Herman Melville home
780 Holmes Road
There’s a marked difference in the way that Emily Dickinson’s home and Herman Melville’s are interpreted for the public. Both were prominent 19th-century literary figures, but at the Dickinson homestead (not far from here in Amherst), guides focus on Emily’s “petite figure” and the number of her supposed suitors. By contrast, at Arrowhead, Melville’s writing is of foremost importance, his study the centerpiece of the house.
At Arrowhead, where he lived from 1850 to 1863, Herman Melville (1819-1891) wrote what is considered his masterpiece, Moby-Dick (1851). He was reportedly inspired by the view from the window of his study of Mount Greylock, a rolling mountain with the vague shape of a giant whale. Melville would rise early to feed the farm animals, and then after breakfast light the fire in his study and work on his writing until late afternoon.

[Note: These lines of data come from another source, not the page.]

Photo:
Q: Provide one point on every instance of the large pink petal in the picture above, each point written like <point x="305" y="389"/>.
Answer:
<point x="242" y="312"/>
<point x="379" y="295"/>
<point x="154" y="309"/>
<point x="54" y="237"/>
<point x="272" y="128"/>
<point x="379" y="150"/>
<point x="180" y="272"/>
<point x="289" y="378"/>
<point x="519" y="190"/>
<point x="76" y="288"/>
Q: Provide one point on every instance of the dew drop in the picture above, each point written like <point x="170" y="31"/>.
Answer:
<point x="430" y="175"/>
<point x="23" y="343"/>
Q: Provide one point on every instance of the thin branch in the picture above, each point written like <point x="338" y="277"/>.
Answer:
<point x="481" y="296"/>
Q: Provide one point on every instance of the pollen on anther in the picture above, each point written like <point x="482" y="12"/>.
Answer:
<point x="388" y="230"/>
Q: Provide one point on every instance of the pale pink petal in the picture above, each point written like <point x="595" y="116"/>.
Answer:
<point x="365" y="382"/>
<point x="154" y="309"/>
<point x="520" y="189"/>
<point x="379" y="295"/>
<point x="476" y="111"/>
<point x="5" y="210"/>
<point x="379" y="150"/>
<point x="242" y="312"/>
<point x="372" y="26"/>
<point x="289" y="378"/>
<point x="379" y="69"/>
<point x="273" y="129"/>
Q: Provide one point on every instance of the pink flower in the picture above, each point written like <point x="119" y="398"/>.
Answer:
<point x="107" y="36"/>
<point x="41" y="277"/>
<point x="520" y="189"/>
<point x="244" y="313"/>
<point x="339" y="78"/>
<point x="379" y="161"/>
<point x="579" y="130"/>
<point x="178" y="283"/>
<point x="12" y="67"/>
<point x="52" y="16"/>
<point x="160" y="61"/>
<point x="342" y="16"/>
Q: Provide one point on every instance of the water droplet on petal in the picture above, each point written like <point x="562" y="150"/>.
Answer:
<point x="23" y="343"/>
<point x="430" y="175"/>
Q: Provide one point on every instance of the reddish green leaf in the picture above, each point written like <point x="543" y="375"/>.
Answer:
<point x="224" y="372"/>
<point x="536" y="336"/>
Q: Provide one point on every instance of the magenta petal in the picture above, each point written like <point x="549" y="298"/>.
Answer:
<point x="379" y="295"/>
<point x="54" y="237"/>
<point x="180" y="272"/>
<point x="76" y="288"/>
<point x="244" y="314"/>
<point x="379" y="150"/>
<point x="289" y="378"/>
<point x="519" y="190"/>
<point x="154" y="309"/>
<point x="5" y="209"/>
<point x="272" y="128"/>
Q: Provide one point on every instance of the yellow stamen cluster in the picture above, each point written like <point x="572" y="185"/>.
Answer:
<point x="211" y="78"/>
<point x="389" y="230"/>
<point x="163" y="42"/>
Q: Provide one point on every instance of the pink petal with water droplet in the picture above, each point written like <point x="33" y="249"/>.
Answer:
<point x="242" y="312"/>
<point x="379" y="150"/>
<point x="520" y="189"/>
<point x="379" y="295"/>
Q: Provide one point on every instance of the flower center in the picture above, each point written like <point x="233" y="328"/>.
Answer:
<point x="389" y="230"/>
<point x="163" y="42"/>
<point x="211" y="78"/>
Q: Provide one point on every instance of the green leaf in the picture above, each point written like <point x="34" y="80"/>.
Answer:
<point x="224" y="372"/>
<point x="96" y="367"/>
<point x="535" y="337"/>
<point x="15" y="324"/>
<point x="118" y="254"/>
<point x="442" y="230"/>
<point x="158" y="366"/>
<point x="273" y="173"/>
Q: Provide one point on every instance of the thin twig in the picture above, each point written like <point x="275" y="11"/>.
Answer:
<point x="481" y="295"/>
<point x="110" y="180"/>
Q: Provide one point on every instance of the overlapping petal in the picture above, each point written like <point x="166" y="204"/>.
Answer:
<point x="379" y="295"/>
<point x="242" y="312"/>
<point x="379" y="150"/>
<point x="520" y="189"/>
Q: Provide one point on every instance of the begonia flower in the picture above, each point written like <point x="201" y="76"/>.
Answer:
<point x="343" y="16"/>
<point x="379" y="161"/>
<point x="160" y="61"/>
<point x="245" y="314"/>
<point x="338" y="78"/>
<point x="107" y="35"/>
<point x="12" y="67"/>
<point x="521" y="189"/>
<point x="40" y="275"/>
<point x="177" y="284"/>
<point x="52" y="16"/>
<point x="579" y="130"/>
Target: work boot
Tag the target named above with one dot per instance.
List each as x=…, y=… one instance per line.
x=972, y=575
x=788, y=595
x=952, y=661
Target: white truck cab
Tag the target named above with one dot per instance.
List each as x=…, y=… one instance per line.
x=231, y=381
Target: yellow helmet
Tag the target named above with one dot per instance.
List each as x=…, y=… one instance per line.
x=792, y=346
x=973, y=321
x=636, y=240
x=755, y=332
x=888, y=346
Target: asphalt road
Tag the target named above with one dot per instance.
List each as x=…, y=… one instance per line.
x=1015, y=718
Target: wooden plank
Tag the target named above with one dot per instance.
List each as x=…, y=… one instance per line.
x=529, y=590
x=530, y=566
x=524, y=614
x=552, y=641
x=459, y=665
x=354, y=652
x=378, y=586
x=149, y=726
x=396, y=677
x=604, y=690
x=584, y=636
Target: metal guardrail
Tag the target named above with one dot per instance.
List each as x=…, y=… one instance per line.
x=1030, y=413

It was also here in the Berkshires that his friendship and fascination with Nathaniel Hawthorne, who lived nearby, blossomed, though there is no evidence that the relationship between the two writers was anything but platonic. Melville held a lifelong attraction for sailors, filling his sea tales with homoerotic undertones. If you look carefully at the document displayed under glass on his desk at Arrowhead, you may smile at a line in a letter to his seafaring brother, who had complained about the laziness of his fellow sailors. “For my part I love sleepy fellows,” Herman Melville wrote, “and the more ignorant the better.”
Melville wrote many other works at Arrowhead, including the humorous short story “I and My Chimney,” in which he extolled the virtues of his large stone chimney. Later, Melville’s brother Allan lived at Arrowhead and had the opening sentences of the story inscribed into the fireplace in honor of his famous brother (see photo). At this location, Melville also penned the six stories known as The Piazza Tales, named for the piazza that ran the width of the house, which he added to Arrowhead during his years there.
When he purchased Arrowhead with the help of his wife’s father, Melville had the idea that he would write part time and farm the rest. But he was unprepared for the strenuous life of a farmer, and his experiment finally ended. He moved his family to New York City, where he became a customs inspector. Arrowhead is now operated by the Berkshire County Historical Society and is open to the public for tours.
I have been building some shanties of houses (connected with the old one) and likewise some shanties of chapters and essays. I have been ploughing & sowing & raising & printing & praying, and now begin to come out upon a less bristling time, and to enjoy the calm prospect of things from a fair piazza at the north of the old farmhouse here.”